Earnings before interest, depreciation and amortisation (EBITDA) fell by nearly 11 per cent year-on-year to £825.3 million.
The generation and supply division saw its EBITDA for the three months to the end of September plunge by nearly three quarters to £46.5m – down from £187.1 million in the same period last year.
Retail earnings fell by £92.9 million, as demand for electricity and gas dropped by 6.8 per cent and 6.6 per cent respectively.
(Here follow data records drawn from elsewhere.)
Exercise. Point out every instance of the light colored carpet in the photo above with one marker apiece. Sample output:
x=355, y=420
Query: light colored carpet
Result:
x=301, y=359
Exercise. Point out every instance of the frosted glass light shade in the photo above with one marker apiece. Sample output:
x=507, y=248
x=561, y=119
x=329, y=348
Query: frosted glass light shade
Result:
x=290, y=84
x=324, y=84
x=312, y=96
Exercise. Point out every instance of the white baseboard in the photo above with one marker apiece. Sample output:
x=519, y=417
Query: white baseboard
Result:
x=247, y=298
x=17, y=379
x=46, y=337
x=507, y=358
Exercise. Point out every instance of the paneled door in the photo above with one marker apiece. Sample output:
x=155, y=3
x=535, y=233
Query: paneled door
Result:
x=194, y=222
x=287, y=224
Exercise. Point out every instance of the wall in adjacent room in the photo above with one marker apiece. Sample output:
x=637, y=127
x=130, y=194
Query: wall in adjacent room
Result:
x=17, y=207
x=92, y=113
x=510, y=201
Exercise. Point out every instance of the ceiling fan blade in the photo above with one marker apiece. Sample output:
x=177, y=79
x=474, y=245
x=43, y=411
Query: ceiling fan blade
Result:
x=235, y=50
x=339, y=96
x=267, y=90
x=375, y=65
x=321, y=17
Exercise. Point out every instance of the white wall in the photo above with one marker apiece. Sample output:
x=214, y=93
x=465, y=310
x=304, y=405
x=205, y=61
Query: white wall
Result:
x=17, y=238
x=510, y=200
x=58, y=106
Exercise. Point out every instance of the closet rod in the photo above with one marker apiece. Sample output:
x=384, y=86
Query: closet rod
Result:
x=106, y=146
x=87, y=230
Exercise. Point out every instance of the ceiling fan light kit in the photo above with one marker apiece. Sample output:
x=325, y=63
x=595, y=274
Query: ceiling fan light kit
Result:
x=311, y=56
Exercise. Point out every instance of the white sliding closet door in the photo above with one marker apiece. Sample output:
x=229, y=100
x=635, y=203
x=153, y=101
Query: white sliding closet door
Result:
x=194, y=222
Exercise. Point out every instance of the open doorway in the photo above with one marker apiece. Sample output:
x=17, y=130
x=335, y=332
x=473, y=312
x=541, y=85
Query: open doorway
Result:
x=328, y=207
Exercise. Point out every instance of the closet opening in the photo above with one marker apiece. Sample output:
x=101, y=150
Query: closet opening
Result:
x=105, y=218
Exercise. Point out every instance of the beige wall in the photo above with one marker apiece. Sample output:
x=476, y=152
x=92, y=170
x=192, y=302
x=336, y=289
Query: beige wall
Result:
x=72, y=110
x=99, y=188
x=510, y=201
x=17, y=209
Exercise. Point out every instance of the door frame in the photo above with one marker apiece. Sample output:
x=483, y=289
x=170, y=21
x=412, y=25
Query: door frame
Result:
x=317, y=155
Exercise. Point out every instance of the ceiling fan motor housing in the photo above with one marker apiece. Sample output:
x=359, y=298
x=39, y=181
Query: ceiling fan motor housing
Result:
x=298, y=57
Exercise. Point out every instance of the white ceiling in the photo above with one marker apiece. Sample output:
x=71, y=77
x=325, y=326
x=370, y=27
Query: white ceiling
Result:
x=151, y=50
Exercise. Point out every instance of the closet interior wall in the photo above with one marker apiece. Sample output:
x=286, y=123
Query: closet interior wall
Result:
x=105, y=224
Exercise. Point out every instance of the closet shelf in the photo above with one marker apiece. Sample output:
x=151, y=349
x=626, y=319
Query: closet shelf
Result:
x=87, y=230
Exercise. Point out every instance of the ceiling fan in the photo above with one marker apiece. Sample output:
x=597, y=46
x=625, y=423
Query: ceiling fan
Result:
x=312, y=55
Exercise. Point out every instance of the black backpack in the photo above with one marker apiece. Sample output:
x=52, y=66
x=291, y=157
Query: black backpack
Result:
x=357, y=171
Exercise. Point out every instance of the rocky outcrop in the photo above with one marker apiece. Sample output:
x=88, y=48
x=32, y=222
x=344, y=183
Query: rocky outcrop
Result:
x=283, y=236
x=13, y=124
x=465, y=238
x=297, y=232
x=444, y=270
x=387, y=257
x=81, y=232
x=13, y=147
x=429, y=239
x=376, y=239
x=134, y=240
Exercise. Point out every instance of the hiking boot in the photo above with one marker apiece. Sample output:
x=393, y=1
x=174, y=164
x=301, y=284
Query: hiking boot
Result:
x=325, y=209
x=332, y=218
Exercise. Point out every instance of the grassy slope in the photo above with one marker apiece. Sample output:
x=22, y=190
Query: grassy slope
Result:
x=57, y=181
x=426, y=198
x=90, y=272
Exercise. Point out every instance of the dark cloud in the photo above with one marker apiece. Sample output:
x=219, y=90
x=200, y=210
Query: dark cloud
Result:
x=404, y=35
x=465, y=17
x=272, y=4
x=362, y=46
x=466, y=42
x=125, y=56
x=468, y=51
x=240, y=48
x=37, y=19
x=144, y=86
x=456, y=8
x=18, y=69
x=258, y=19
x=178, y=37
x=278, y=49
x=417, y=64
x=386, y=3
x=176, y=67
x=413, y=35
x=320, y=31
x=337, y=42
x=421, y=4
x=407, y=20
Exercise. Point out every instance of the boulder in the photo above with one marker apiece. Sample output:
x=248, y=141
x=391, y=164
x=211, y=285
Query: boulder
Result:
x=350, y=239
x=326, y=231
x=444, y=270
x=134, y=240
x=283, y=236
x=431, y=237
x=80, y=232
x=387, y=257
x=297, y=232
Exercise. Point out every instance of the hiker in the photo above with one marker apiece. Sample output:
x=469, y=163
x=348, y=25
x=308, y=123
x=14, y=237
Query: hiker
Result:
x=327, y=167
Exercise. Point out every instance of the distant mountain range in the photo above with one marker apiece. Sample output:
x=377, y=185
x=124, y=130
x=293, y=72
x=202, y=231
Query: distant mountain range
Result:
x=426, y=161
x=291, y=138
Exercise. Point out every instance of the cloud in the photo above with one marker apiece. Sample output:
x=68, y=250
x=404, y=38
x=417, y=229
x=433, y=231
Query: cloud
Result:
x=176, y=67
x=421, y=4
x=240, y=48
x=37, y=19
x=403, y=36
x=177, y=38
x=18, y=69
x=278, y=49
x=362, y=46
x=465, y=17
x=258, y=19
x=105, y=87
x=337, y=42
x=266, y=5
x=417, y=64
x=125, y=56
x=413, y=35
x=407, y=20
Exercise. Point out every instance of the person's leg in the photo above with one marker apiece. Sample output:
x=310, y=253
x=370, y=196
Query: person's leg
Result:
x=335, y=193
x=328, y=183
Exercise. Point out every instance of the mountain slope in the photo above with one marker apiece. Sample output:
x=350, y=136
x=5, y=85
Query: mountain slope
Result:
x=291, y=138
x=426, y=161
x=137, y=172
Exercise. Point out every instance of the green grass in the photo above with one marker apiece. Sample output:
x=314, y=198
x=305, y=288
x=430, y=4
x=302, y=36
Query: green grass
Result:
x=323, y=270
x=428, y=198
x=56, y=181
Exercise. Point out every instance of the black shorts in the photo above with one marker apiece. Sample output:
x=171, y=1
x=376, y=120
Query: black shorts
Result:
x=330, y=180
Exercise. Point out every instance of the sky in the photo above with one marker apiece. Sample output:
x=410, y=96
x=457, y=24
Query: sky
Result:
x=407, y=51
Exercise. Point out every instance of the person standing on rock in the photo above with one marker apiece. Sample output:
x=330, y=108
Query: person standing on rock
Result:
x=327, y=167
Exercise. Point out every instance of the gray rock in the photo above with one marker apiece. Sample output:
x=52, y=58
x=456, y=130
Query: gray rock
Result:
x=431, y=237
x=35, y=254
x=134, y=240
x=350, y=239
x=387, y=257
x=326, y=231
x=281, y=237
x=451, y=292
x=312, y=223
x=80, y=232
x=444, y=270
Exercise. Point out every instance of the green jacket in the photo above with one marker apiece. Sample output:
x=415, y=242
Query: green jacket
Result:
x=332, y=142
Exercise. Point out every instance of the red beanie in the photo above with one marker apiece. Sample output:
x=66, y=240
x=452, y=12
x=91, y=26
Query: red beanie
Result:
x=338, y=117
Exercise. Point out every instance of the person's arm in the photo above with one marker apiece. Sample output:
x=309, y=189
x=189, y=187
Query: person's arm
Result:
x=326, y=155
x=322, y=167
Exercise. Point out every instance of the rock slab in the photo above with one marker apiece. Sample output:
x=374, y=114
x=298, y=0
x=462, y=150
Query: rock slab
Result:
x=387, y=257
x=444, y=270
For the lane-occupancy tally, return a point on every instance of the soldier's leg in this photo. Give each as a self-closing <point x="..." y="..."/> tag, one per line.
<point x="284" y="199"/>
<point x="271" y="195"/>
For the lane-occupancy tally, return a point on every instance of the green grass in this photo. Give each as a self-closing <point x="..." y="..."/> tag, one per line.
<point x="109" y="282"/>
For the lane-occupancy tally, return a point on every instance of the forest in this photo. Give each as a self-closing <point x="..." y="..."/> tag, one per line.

Customer numbers declined by roughly 80,000 over the quarter to 5.22 million – marking a fall of around 120,000 over the past year.
Reduced output and lower margins on ancillary services meant earnings from generation decreased by £47.7 million.
EBITDA for SP Energy Networks also dropped by 2.4 per cent to £567.2 million due to the timing of investments under the RIIO settlements for transmission and distribution.
The renewables division was the only part of the group to see an increase in profits as its EBIDTA rose by nearly 35 per cent year-on-year to £211.6 million. Total installed capacity surpassed 2GW during the quarter as Scottish Power completed a two-year programme to build eight new onshore wind farms in Scotland at a cost of £650 million.
Commenting on the results, Scottish Power chief corporate office Keith Anderson said: “Scottish Power continues to invest heavily to deliver a clean, reliable and fairer electricity system for the UK despite continued political uncertainty.”
“In retail, we have more customers on fairer deals than any other big six suppliers and we are the only bigger company to have increased its market share since 2011,” he added. “We believe that putting our existing customers before new customers is the best way to compete in this marketplace.”
Anderson reiterated his opposition to the government’s planned price cap, saying it will be “bad for consumers, energy companies big and small, as well as investor confidence”.
He continued: “The key question the government needs to answer is whether they still believe customers benefit most from free market competition.
“If they do, any intervention must be designed to increase consumer engagement, which is the biggest thing wrong in this sector. Otherwise, we would urge the government to opt for a fully regulated market.
“We need clarity one way or the other.”